Tracey Moffatt’s human tableaux are unflinching. Her characters are as varied as the forms and techniques she explores. Moffatt works inclusively and transformatively so that class, colour and gender preferences are not the main story. The binaries, which have underpinned the white world since Enlightenment, collapse because she brings her subjects to centre stage dispassionately. This is not to say her work is clinical. In 1995 she noted, ‘I think my work is very uncool. It’s very hot, you know what I mean. It’s emotional.’[7]

Moffatt’s work is frequently described as transgressive or subversive. It is useful to consider what rather than how she is supposed to be transgressing or subverting, and which perspective is an accurate reflection of society at large. The how uncritically accepts the work as marginal.

Judy Annear is a researcher and writer who lives in Victoria, Australia, on Dja Dja Wurrung land, never ceded. She is Honorary Fellow at the University of Melbourne, School of Culture and Communication.

[1] There are many excellent writings on Moffatt and Scarred for Life including: Lynne Cooke and Karen Kelly (eds), Tracey Moffatt: Free-falling, Dia Center for the Arts, New York, 1998; Paula Savage and Lara Strongman (eds), Tracey Moffatt, City Gallery Wellington, Wellington, 2002; Toni Ross, ‘Scarring the image’, Critical Readings: The 12th Biennale of Sydney, Artspace, Woolloomooloo, NSW, 2000, n.p.; Daniel Palmer, ‘Tracey Moffatt’, Twelve Australian Photo Artists, Piper Press, Annandale, NSW, 2009, pp. 105–15; Gael Newton, ‘Tracey Moffatt’, Australian Perspecta 1995, Art Gallery of NSW, Sydney, 1995, pp. 70–71; Rex Butler and Morgan Thomas, ‘From Something Singular to Something More’, Eyeline, no. 45, Autumn/Winter 2001, pp. 23–31; Marcia Langton, ‘Well I Heard It on the Radio and I Saw It on the Television…’, Australian Film Commission, North Sydney, NSW, 1993.

[2] Life documented the twentieth century from the perspective of the United States, most especially from the 1930s to the 1970s. It circulated worldwide.

[3] Adrian Martin, ‘Moffatt’s Australia (A Reconnaissance)’, Parkett, vol. 53, 1998, p. 26.

[4] L. Frank Baum’s perception of ‘all’ did not include Indigenous Americans in the 1890s. His descendants apologised in 2006 to the Sioux Nation for any hurt caused by Baum’s published calls to genocide. Charles Michael Ray, ‘“Oz” Family Apologizes for Racist Editorials’, NPR News, 17 August 2016,

[5] The Wizard of Oz found an entirely new audience in the United States when it was screened on television in 1956. The ambiguities of the characters, and the post-War glamour, as much as tragedies, of Judy Garland who played Dorothy were highly evocative for young people. See, for example, S. M. Dina, ‘Born Criminal: Matilda Joslyn Gage, Radical Suffragist/Friends of Dorothy: Why Gay Boys and Gay Men Love The Wizard of Oz,’ Children's Literature Association Quarterly, vol. 44, no. 3, 2019, pp. 342–46.

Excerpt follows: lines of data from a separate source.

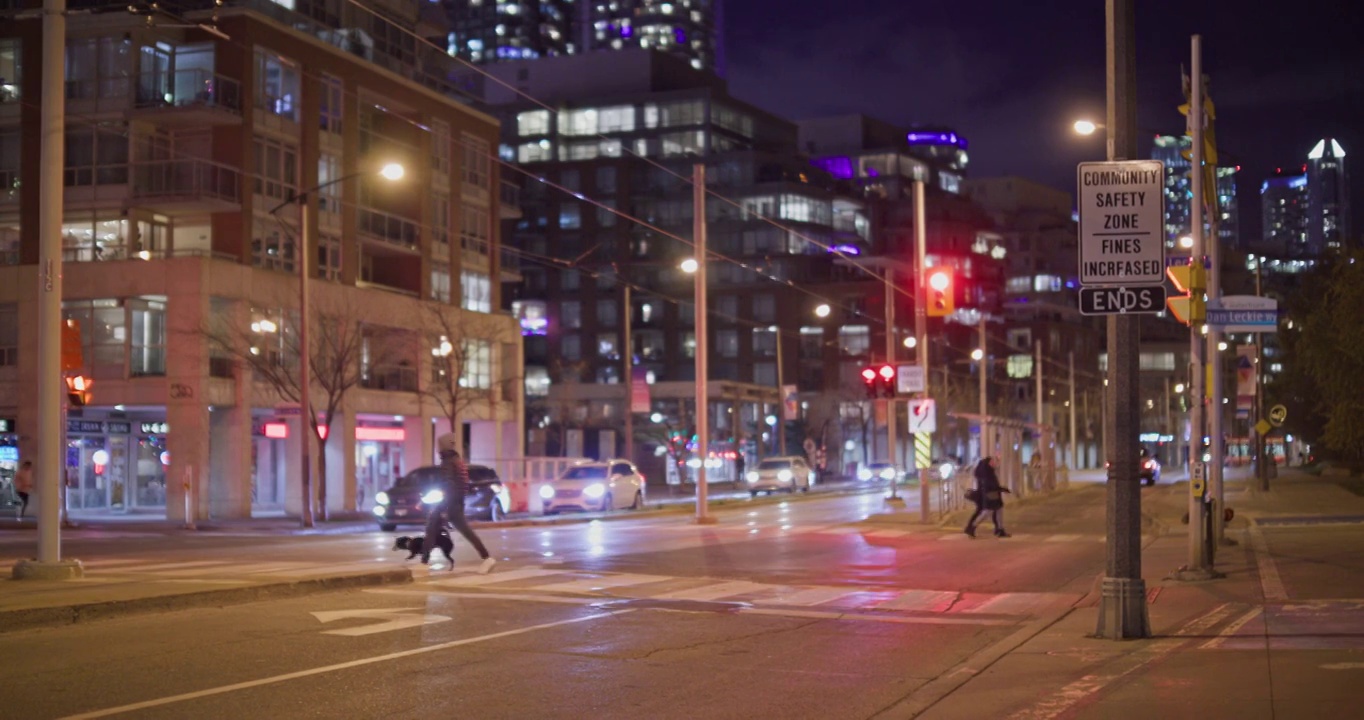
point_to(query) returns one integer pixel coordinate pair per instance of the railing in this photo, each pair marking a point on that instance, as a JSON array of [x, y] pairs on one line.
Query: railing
[[188, 87], [389, 228], [394, 378], [186, 179]]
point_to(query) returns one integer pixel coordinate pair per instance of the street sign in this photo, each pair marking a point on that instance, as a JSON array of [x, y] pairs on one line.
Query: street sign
[[909, 379], [1277, 415], [922, 416], [1121, 222], [1121, 300], [1243, 314]]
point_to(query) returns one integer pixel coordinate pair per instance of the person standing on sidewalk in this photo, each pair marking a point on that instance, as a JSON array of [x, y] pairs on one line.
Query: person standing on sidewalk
[[989, 497], [452, 510], [23, 486]]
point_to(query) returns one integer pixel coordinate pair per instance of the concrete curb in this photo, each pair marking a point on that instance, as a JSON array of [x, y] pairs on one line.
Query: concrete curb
[[85, 612]]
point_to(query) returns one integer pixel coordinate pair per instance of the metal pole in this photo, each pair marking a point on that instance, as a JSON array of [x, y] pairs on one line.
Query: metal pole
[[780, 393], [891, 449], [49, 427], [921, 322], [629, 377], [1075, 458], [306, 416], [1123, 612], [703, 430], [1199, 563]]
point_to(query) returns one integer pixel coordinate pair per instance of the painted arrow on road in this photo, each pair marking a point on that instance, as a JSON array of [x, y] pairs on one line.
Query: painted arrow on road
[[398, 619]]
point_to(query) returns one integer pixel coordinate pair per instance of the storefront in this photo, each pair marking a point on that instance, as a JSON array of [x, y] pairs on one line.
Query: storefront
[[116, 465], [269, 464], [378, 458]]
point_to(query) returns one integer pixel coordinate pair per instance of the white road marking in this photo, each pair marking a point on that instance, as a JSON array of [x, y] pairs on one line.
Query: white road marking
[[1270, 582], [1231, 629], [323, 670], [397, 619]]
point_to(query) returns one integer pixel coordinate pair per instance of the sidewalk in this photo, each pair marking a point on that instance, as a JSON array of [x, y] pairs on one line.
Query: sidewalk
[[1213, 649]]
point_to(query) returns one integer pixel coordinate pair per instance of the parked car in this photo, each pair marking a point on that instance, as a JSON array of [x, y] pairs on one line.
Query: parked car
[[783, 472], [879, 471], [411, 498], [609, 484]]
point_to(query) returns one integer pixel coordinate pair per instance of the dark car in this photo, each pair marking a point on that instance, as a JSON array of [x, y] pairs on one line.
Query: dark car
[[411, 498]]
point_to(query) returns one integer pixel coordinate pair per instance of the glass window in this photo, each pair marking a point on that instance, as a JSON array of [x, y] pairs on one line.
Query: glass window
[[478, 161], [476, 291], [727, 342], [333, 104], [570, 315], [854, 340], [11, 67], [532, 123], [8, 336], [607, 312], [149, 338], [277, 85]]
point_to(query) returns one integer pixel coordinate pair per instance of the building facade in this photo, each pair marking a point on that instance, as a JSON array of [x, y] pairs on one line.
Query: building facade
[[1329, 222], [187, 147]]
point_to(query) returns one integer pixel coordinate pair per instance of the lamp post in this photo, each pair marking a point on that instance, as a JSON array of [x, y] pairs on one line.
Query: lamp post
[[306, 417]]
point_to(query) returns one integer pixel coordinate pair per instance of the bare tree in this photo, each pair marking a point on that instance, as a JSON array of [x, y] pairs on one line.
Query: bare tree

[6] See Eve Kosofsky Sedgwick, ‘Queer Performativity: Henry James’s The Art of the Novel’, GLQ, vol. 1, 1993, pp. 1–16, quoted in Amelia Jones, In between Subjects: A Critical Genealogy of Queer Performance, Routledge, Oxford and New York, 2021, pp. 25–26.

[7] Tracey Moffatt quoted in Michael Fitzgerald, ‘Technicolor World’, Time Australia, 7 August 1995, p. 74.